You miss the point. It is not just about some ducks dieing. It is how and why they died. If the stuff in the pond killed them, then probably nothing else can live in there either. And if that effluent makes it into the water supply, how many humans are going to die too. Did you see the list of animals that have died in the ponds besides the ducks? Having hundreds of square kilometers of toxic waste that is poison enough to kill ducks and large mammals is naturally going to make people really nervous.
To my knowledge, the tailing ponds are "ponds" only in name only. The "ponds" are/were not naturally occurring bodies of water, they are infills of the mining process or were artificially created to house the effluents. With that in mind, they did not have a natural ecosystem any more advanced than bacteria, microbes, etc... There was never a population of fish, waterfowl or other (complex) organisms that the tailing ponds had displaced.
Although I can not speak directly to the tailing ponds, I have a background in oil/gas environmental programs that relate to reclamation/remediation. With this in mind and assuming that the oil sands people are subject to the same laws as the rest of the industry, these "ponds" would require a system of multiple liners to prevent any seepage into the aquifers or any bodies of water.

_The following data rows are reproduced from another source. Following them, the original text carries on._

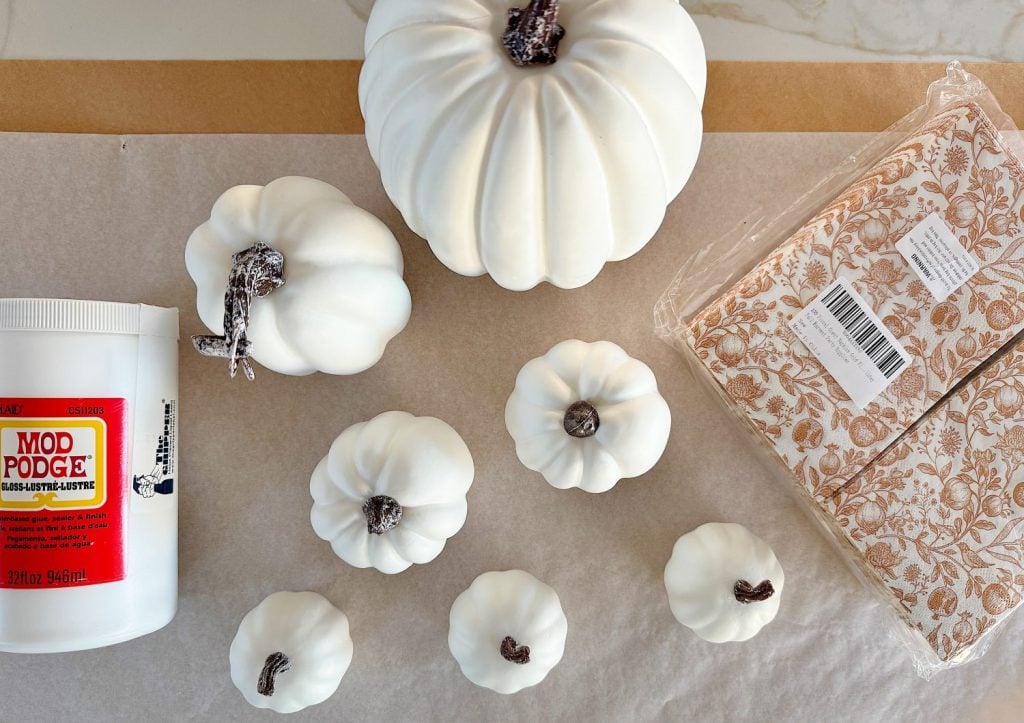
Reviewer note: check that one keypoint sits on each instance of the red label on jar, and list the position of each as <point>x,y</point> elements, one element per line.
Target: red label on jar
<point>62,492</point>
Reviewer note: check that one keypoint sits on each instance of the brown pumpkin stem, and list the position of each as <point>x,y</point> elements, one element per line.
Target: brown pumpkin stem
<point>276,663</point>
<point>255,272</point>
<point>581,420</point>
<point>532,34</point>
<point>513,651</point>
<point>382,513</point>
<point>747,593</point>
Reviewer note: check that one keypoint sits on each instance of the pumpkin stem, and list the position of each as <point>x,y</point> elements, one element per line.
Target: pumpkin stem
<point>382,513</point>
<point>581,420</point>
<point>255,272</point>
<point>513,651</point>
<point>745,592</point>
<point>532,34</point>
<point>276,663</point>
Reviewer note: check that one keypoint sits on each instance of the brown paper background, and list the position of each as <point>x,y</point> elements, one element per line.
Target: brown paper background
<point>320,96</point>
<point>108,217</point>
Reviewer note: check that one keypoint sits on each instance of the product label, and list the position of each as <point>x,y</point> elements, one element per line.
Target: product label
<point>62,465</point>
<point>851,342</point>
<point>937,257</point>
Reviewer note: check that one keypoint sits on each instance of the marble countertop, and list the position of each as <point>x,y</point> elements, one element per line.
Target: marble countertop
<point>732,30</point>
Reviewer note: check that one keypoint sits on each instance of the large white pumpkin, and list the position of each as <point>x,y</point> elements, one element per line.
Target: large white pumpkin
<point>343,297</point>
<point>542,172</point>
<point>391,491</point>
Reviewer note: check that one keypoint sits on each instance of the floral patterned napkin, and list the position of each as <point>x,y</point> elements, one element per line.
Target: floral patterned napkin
<point>956,166</point>
<point>939,518</point>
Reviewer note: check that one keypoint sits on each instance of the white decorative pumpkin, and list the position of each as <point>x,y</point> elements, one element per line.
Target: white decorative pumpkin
<point>507,631</point>
<point>543,171</point>
<point>291,651</point>
<point>724,582</point>
<point>391,491</point>
<point>342,297</point>
<point>587,415</point>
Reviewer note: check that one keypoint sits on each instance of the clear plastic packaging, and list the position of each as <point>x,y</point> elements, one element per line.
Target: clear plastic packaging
<point>897,482</point>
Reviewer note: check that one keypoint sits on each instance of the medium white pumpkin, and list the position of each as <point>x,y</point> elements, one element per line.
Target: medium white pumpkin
<point>542,172</point>
<point>291,651</point>
<point>723,582</point>
<point>587,415</point>
<point>391,491</point>
<point>507,631</point>
<point>343,297</point>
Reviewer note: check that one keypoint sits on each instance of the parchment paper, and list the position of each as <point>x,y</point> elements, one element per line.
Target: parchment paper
<point>108,217</point>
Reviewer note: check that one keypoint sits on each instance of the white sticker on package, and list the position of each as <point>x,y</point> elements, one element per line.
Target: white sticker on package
<point>851,342</point>
<point>937,257</point>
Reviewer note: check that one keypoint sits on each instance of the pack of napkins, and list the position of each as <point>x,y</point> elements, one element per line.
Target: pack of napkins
<point>939,518</point>
<point>863,325</point>
<point>954,172</point>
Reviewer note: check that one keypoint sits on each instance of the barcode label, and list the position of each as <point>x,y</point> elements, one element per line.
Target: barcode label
<point>921,266</point>
<point>851,342</point>
<point>937,257</point>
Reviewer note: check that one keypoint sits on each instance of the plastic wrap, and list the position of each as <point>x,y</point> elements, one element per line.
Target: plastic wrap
<point>730,309</point>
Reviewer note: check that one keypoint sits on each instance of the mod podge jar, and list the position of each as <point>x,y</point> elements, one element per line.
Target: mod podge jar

Can the materials make it into the water shed?.. Sure, nothing is 100% guaranteed, but in the scope of all of the related societal pressures that might result in a similar contamination process, the oil sands operations are probably less likely to contaminate outside sources of water that have exposure to the ecosystem.
In terms of the list of animals that have died as a result of exposure to the tailing ponds, that is a very sad situation.. No question about it. However, where do we draw the line?
Urban development results in the deaths of many different species due to loss of habit, loss of food sources, exposure to toxins, getting hit by autos, etc.. To take the argument to the extreme, a farmer that disks, tills, plants, fertilizes, maintains and harvests a food crop will kill thousands of small critters as a direct result of operating that equipment... Should we ban that activity?
The point is that there are so many impacts that humanity has on nature that results in animals dying that the tailing ponds represent the thin edge of the wedge in this discussion... Invariably, that is why I brought up the deaths of ducks by hunters. The numbers quoted (125,000) represent just Alberta. Multiply that number by all of the provinces/states and the emphasis of the duck deaths on the tailing ponds is nothing short of an insult to the discussion.
And as Cannuk so eloquently stated, the oil industry is only cleaning up their act because of threats from the government. And we all know that governments do nothing until the public outcry forces them to. They have been turning a blind eye for decades. Do you think that they just suddenly found the balls to enforce their rules because of some spiritual epiphany? If it weren't for those "eco-fringe" nut jobs alerting the public and the public pressuring the government, the tar sands would still be poinoning everything it touches.
Again, if this is about preserving the lives of these ducks, where is the outcry about hunting? Why are the activists ignoring this obvious activity that kills a hundred (if not thousand) times more ducks?
If there was a sincere effort in saving these animals, the eco groups would be tackling the biggest cause first and other forms of causation later as per significance of impact.
the point of my explanation is that the eco-fringe is not doing for the ducks, they are doing it to raise awareness of their individual groups for the purpose of marketing or raising donation money.... The ducks are a convenient excuse, but in the end, they don't give a rip about them.